Sport
25.01.2013

Murray schlägt Federer

Der Brite besiegt den Schweizer im Halbfinale mit 6:4, 6:7, 6:3, 6:7, 6:2 und trifft am Sonntag auf Djokovic.

Andy Murray wird britische Tennisgeschichte schreiben, weil er auch am Sonntag noch auf dem Platz stehen darf. Möglich gemacht hat es ein 6:4-6:7-6:3-6:7-6:2-Sieg über die Schweizer Legende Roger Federer.

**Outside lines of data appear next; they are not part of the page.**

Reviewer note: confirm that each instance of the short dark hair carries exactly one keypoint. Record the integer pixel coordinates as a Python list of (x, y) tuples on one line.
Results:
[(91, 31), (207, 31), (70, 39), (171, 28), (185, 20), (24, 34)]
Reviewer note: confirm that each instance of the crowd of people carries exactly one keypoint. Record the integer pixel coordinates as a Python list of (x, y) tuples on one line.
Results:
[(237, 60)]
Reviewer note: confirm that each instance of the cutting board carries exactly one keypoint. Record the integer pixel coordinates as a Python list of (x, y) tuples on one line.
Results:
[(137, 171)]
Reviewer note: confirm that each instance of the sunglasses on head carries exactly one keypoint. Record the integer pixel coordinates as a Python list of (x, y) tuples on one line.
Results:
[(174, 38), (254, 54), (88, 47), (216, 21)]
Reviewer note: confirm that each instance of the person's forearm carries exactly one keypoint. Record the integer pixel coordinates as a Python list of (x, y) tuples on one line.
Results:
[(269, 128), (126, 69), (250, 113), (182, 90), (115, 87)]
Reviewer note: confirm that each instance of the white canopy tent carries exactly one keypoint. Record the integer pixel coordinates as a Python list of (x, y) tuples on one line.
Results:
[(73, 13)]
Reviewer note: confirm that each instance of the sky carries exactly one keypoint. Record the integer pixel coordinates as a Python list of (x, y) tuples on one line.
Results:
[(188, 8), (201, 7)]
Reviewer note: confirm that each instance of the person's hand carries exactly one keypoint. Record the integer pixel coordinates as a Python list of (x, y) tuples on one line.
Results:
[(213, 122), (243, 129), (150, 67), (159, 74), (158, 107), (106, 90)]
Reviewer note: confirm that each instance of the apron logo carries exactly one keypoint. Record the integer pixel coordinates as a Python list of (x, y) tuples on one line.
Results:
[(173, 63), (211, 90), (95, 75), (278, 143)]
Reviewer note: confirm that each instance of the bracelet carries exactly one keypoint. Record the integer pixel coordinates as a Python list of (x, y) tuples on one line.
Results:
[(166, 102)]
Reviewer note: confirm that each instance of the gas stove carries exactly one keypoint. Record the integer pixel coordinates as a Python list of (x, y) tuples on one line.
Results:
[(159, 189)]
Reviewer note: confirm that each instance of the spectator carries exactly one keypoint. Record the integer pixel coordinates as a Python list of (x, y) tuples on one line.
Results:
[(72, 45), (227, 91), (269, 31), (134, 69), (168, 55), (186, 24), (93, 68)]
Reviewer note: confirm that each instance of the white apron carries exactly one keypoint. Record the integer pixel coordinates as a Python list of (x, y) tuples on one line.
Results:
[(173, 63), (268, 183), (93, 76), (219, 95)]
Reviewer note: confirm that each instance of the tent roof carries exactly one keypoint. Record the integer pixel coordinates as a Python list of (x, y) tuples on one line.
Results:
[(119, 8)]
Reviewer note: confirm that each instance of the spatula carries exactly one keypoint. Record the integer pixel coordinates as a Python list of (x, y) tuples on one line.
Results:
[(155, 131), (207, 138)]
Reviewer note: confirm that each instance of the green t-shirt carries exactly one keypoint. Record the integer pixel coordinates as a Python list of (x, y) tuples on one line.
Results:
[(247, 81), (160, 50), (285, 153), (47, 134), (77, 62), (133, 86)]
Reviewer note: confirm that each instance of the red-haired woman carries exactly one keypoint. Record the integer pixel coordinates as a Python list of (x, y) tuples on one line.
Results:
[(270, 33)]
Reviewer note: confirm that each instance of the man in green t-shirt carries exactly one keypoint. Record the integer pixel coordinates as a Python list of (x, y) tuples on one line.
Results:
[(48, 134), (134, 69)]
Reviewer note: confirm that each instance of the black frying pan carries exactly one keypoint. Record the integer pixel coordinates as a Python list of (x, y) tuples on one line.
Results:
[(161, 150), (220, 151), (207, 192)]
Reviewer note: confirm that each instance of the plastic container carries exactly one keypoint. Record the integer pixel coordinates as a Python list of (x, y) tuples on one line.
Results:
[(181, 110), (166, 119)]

Mit dem siebenten Spiel bei den laufenden Australian Open wird er seine Gesamtzahl an Matches bei Grand-Slam-Turnieren auf 139 hinaufschrauben und damit Fred Perry an der britischen Spitze ablösen.

Schön, aber eine Lächerlichkeit, betrachtet man Federers Zahlen: Der 31-Jährige spielte gestern seine 299. Partie bei Major-Turnieren – wird aber nach der Niederlage erst in Paris die Zahl 300 knacken. Federer verpasste zudem sein 25. Grand-Slam-Endspiel. An seiner Performance in den Tie-Breaks lag es in Melbourne nicht, er spielte und gewann sechs. Lob bekam er von seinem Bezwinger trotzdem: „Roger spielt bei den Grand Slams immer sein bestes Tennis. Darum ist es besonders schwer, ihn auf diesem Level zu schlagen.“ Eines ist beeindruckend und wird wohl kaum überboten werden: Federer kam seit Mai 2004 bei allen Grand-Slam-Turnieren zumindest bis ins Viertelfinale. Damals war er bei den French Open in Runde drei am Brasilianer Gustavo Kuerten gescheitert.

Murray - Djokovic

In seinem sechsten Grand-Slam-Finale trifft der Schotte Murray auf den Serben Novak Djokovic (9.30 Uhr MEZ, live Eurosport). Der Titelverteidiger und Weltranglisten-Erste kam bereits am Donnerstag gegen den Spanier David Ferrer beim 6:2-6:2-6:1-Sieg kaum ins Schwitzen. Murray, der mit dem Sieg bei den US Open im September den ersten Grand-Slam-Titel für die Briten seit 1936 (ebenfalls Perry) geholt hatte, hat bei Grand Slams seit dem Wimbledon-Finale im Juli nicht mehr verloren. Damals unterlag er Federer.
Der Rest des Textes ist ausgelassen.